Subscribe to the Non-Human & AI Identity Journal

What do teams get wrong about locking a vault versus logging out?

Teams often assume locking a vault removes local exposure, but it usually leaves encrypted data on the device. Logging out is the stronger reset because it clears the local copy and forces a fresh trust relationship with the server. Policies should distinguish those states clearly, especially for mobile and shared-device scenarios.

Why This Matters for Security Teams

The vault-versus-logout mistake is really a trust-boundary mistake. A locked vault can preserve local state, cached tokens, or encrypted copies of secrets on the device, while logout is the action that usually forces session teardown and re-authentication. That difference matters most on mobile devices, shared workstations, and any endpoint that may be inspected after a handoff. Current guidance suggests treating “locked” as a temporary convenience state, not a security reset.

This is why NHI governance teams focus on secret lifecycle, not just storage location. NHIMG’s Guide to the Secret Sprawl Challenge shows how quickly secrets accumulate across endpoints, collaboration tools, and duplicate stores. NIST also emphasizes strong access control and session management in NIST SP 800-53 Rev 5 Security and Privacy Controls, especially where residual access would create material exposure.

In practice, many security teams discover the difference only after a shared laptop, exported vault cache, or unattended mobile session has already exposed a secret.

How It Works in Practice

A locked vault usually means the application interface is inaccessible until the user re-enters credentials, but the underlying local artefacts may still exist. Those artefacts can include encrypted blobs, session tokens, device-bound caches, or metadata that helps the app resume without a full server-side reset. Logging out is stronger because it should terminate the session, invalidate the local trust relationship, and remove or render unusable the cached state.

For teams managing NHIs and secrets, the practical question is not “Is the vault locked?” but “What still remains trusted on the endpoint?” A good policy distinguishes at least three states:

  • Locked: user interaction is paused, but local state may persist.
  • Logged out: the server session is ended and local access should be revoked.
  • Wiped or re-provisioned: no reusable trust material should remain on the device.

That distinction becomes more important when secrets are dynamically issued. NHIMG’s Ultimate Guide to NHIs — Static vs Dynamic Secrets explains why short-lived secrets reduce blast radius, but only if logout or revocation actually clears the active trust path. In server-backed systems, logout should trigger token revocation, cache invalidation, and reauthentication for any downstream access path. In endpoint-heavy environments, that should be paired with device-level protections such as secure enclaves, automatic lock timers, remote wipe, and session expiry checks. These controls tend to break down when offline devices must retain access for long periods because revocation cannot be confirmed in real time.

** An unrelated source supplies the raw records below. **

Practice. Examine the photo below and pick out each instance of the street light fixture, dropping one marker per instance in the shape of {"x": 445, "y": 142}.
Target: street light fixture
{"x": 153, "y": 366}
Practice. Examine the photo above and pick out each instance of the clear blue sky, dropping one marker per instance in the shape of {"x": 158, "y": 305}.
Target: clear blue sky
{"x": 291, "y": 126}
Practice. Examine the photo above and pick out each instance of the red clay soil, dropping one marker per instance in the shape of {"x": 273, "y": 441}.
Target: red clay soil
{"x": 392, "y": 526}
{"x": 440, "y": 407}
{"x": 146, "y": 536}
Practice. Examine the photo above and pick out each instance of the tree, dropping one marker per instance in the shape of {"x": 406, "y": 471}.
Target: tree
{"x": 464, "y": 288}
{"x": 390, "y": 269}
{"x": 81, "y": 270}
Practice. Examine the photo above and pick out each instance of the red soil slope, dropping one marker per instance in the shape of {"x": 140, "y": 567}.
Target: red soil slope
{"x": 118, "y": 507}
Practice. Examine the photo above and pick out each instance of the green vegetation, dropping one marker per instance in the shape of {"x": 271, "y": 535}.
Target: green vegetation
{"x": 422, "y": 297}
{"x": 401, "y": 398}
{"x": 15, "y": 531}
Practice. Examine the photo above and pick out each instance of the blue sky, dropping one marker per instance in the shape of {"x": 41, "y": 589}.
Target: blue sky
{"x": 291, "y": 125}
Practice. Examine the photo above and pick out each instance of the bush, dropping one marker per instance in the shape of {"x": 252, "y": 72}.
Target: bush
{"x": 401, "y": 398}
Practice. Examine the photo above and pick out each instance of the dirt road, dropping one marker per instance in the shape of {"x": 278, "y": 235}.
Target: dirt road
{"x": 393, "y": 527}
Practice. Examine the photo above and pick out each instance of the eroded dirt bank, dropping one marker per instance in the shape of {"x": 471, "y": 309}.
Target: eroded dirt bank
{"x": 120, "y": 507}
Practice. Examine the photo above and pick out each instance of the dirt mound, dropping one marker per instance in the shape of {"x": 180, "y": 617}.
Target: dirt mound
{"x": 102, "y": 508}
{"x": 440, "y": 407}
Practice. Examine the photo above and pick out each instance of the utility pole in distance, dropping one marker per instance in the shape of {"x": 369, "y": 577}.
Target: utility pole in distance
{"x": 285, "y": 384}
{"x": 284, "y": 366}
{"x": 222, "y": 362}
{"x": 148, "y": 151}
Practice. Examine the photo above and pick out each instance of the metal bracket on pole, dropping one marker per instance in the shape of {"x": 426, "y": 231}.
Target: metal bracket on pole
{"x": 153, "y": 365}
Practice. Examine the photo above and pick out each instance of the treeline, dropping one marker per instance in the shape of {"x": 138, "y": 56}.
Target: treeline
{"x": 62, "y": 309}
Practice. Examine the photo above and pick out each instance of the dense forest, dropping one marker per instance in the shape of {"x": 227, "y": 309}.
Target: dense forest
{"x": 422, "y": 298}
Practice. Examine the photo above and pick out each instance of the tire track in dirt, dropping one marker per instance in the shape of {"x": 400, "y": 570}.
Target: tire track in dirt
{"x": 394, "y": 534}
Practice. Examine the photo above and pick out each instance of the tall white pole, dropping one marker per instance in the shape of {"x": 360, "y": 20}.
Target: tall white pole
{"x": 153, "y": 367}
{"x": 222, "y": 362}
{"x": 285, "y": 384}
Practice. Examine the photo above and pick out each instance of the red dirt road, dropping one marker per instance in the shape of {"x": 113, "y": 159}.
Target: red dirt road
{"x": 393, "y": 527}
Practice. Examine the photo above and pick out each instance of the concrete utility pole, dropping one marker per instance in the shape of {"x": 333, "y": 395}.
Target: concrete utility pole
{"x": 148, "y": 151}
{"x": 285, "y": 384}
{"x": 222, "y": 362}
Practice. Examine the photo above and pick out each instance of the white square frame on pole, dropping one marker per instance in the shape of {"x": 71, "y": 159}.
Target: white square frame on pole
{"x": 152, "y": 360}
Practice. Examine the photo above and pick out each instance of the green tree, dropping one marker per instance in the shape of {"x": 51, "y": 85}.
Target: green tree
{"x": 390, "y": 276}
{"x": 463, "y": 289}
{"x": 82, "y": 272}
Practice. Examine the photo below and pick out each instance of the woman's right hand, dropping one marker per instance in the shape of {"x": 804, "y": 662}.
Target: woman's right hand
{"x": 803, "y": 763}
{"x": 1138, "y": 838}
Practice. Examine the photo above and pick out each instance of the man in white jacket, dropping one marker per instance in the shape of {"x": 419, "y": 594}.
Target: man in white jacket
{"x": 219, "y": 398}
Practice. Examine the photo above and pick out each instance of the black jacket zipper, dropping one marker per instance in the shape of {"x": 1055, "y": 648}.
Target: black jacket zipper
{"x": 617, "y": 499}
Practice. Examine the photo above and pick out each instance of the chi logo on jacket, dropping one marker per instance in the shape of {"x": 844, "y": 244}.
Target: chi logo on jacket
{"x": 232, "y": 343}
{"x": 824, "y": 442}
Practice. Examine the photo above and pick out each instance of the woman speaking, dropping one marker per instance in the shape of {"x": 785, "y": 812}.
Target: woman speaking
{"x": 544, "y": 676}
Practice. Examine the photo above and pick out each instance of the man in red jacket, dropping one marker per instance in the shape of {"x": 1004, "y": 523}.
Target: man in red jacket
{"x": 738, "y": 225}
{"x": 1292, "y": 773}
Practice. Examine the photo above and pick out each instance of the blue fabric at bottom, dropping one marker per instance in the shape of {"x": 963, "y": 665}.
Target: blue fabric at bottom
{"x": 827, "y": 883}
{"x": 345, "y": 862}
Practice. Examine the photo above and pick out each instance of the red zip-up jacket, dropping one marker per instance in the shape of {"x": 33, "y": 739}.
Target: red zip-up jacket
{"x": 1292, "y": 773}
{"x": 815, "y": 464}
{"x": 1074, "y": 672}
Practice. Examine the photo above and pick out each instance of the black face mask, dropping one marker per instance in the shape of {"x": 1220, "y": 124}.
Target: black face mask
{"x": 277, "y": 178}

For environments with privileged access, this is also where NIST SP 800-53 Rev 5 Security and Privacy Controls maps cleanly to session control, device trust, and least-privilege enforcement, rather than relying on a single UI state as evidence of security.

Common Variations and Edge Cases

Tighter logout enforcement often increases user friction and support overhead, so organisations need to balance usability against the risk of residual access. Best practice is evolving here, especially where mobile workforce patterns and shared-device workflows are common.

One common edge case is the “vault lock” that still preserves a locally decrypted view for a short period after inactivity. That can be acceptable for low-risk data, but it should never be treated as equivalent to revocation. Another edge case is offline mode: if an app must work without connectivity, logout may not be able to call home immediately, which means local expiry rules and secure storage become critical. A third case is managed kiosks or jump hosts, where logout should be mandatory and session data should be destroyed at handoff.

The real operational rule is simple: if the device changes hands, the trust state must change too. A locked vault may protect against casual viewing, but it does not always remove the ability to resume access. Teams that rely on lock state alone often miss that distinction until a stolen device, shared tablet, or cached session becomes the first real test.

Standards & Framework Alignment

This section maps relevant standards and security frameworks to the operational risks and controls described in this guidance.

OWASP Non-Human Identity Top 10 address the attack and risk surface, while NIST CSF 2.0, NIST SP 800-63, NIST Zero Trust (SP 800-207) and NIST AI RMF set the governance and control requirements practitioners need to meet.

Framework Control / Reference Relevance
OWASP Non-Human Identity Top 10 NHI-03 Logout and revocation determine whether NHI secrets remain usable on endpoints.
NIST CSF 2.0 PR.AC-4 Session and access control govern whether local trust persists after lock or logout.
NIST SP 800-63 Digital identity guidance supports reauthentication and session invalidation after logout.
NIST Zero Trust (SP 800-207) Zero Trust requires continuous verification instead of assuming a locked UI is safe.
NIST AI RMF AI risk management is relevant where autonomous agents store or reuse secrets on endpoints.

Treat locked vaults as temporary and enforce logout-driven revocation for all reusable NHI secrets.